Are you ready to buy a home but have been told that you don’t have “enough” credit to secure a home loan? Or are you ready to purchase your first car but your loan application was rejected due to a lack of credit history?  Maybe you have experienced a foreclosure or bankruptcy. If any of these scenarios apply to you, following the steps below will help you establish a credit history or re-establish your credit after a negative history.

  1. Open a checking or savings account if you don’t already have one.
  2. See if your favorite store offers a credit card that reports to Equifax, Experian or TransUnion.  Most major stores will over you a credit card that can often be discreetly applied for at the check-out counter.
  3. If you already have a checking or savings account, your bank or credit union may have a credit card option available to you.
  4. Open a secured line of credit.  If you are unable to get a line of credit, this is the first step to getting those pre-approval credit cards in the mail.  Many banks and credit unions will open a secured line of credit for as little as a couple of hundred dollars.  What this means is that you essentially open a savings account with the branch, and the money you put into that savings account is collateral for the line of credit they will offer you.  That way, the bank takes no risk and you can start to build/re-build your credit.
  5. Check with a financially responsible family member to see if they would be willing to add you to their credit card account or other line of credit.  Be aware, you will gain (or lose) points based on their credit history and vice versa.

Once you have opened a line of credit, it is absolutely critical to make purchases that can be paid off easily.  Loan officers are looking for borrowers who show a history of credit purchases and on-time monthly payments over a period of several months.

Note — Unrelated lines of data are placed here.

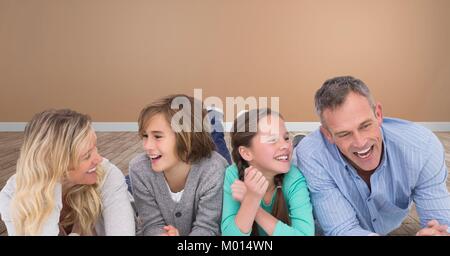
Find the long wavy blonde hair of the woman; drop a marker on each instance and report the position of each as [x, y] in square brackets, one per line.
[52, 143]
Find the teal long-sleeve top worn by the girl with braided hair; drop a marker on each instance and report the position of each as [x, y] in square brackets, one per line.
[297, 199]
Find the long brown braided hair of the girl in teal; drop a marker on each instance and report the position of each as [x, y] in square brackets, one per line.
[242, 134]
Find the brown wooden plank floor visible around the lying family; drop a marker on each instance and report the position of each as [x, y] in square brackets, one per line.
[121, 147]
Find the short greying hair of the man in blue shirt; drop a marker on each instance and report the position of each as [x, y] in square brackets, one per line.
[334, 91]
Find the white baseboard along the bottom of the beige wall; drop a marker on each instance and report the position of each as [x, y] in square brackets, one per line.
[133, 126]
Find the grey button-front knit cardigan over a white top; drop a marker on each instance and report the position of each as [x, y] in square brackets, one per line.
[198, 212]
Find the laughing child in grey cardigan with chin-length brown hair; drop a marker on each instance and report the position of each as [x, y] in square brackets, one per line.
[178, 182]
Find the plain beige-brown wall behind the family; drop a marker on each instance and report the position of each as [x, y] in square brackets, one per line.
[109, 58]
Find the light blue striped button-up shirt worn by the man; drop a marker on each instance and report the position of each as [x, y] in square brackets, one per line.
[412, 169]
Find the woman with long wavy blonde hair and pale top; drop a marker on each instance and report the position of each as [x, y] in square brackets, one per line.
[62, 185]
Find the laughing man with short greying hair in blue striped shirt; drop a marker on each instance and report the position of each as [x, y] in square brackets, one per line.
[364, 171]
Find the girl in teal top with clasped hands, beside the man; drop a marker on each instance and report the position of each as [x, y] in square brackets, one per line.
[263, 193]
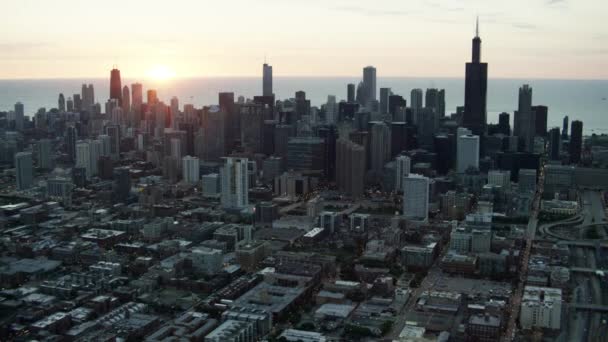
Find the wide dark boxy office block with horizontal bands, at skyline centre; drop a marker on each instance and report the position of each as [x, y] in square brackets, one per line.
[305, 153]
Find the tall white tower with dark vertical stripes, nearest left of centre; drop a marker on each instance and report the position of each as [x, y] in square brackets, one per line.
[235, 183]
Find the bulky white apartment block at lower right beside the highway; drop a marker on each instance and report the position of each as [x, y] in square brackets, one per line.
[541, 307]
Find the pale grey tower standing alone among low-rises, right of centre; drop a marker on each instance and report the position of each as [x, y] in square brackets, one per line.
[415, 197]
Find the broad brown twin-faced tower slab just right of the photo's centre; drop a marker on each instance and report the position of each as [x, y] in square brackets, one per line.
[350, 167]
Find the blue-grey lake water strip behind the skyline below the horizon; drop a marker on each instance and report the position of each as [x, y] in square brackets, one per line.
[579, 99]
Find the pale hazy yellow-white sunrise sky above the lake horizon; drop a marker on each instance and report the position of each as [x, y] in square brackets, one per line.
[521, 38]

As you are going through these steps, it is a great time to start saving for the down payment on your new home or car.  For home buyers, lenders look most favorably at borrowers who have a 20% down payment, however you should be prepared to a minimum of 3 ½% or more.  Do you have a responsible family member?  Some home loan programs will allow a percentage of your down payment to be in the form of a financial “gift” from a relative or sometimes the seller of the home, so always check with your lender to get more specific requirements and options.